Armand aime remercier son entraineur Victor Caneiro, il se rappelle de leur complicité. C’est ce dernier qui est allé rendre visite à Dominique Arnaud (ancien professionnel chez Reynolds disparu récemment en juillet) qui l’a fait engager comme pro avec un contrat de trois ans à la clef. C’est encore le même Dominique qui l’a fait signer chez Guimard dans la grande équipe Castorama. Et jamais deux sans trois, le toujours fidèle Dominique lui a proposé son dernier contrat pro au sein d’une équipe italienne Amica Chipo.
Quoi de mieux pour évoquer Armand que le très bel article paru en 1995 dans Libération et signé de Jean-Louis Le Touzet :
Portrait
Armand de las Cuevas cultive sa non-différence. Rien n'énerve plus le coureur de Castorama que la réputation de marginal du peloton qui colle à son maillot.

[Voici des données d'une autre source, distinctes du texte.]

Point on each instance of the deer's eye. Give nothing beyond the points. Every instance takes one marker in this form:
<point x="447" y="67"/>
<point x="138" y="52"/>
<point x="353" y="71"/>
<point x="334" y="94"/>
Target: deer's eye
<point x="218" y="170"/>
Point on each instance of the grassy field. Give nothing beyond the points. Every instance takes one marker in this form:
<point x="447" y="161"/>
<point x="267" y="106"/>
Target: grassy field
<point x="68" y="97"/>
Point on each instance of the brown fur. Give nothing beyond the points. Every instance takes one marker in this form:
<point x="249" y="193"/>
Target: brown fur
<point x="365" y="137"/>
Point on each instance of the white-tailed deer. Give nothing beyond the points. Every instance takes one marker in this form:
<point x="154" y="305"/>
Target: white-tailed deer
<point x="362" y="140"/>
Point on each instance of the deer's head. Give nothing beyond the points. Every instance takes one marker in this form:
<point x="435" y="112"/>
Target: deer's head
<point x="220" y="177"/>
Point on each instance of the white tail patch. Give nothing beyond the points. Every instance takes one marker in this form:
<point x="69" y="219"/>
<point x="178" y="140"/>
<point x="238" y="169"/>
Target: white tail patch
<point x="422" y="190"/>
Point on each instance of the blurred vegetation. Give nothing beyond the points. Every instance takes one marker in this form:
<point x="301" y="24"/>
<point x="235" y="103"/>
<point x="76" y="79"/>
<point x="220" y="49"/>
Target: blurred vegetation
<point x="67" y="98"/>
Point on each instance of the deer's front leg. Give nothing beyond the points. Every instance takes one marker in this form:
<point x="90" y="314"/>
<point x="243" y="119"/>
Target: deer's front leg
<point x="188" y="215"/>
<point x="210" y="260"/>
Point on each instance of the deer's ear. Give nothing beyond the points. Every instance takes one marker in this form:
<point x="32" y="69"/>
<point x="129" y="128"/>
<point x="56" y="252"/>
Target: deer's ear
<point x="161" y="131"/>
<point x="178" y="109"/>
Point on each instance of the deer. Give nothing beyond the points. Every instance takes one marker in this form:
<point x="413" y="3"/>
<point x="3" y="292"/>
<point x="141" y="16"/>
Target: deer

Par Jean-Louis Le Touzet — 14 juillet 1995
Saint-Etienne,
Envoyé spécial Il a filé en douce en laissant le peloton ensommeillé à ses douleurs montagnardes. Dans la plaine industrielle qui enfume Grenoble, son avance est mince, mais son coup de pédale est rond. Armand de las Cuevas roule droit, profite de l'ombre des marronniers et de Rolf Aldag, de Telekom, qui vient de se coller dans sa roue. Le coureur de Castorama tient là une chance de tordre le cou à la poisse qui le poursuit depuis sa chute dans les Quatre Jours de Dunkerque, en mai dernier. Clavicule cassée, il ordonne, le lendemain de l'opération, qu'on lui livre dans sa chambre un home-trainer. On s'efface devant l'insistance bêcheuse. Lui assure qu'il courra le Giro le mois suivant: «C'est impossible que je ne prenne pas le départ, je n'ai jamais cessé de m'entraîner. Je me suis toujours fixé des lignes de conduite et je n'en bouge pas.» On crie alors au fou chez Castorama. Après quatre jours de course dans le Tour d'Italie, le Français abandonnera au bord de l'Adriatique, le nez dans le vent du large: «Mon corps a dit stop», lâche-t-il, soûl de fatigue et de douleur.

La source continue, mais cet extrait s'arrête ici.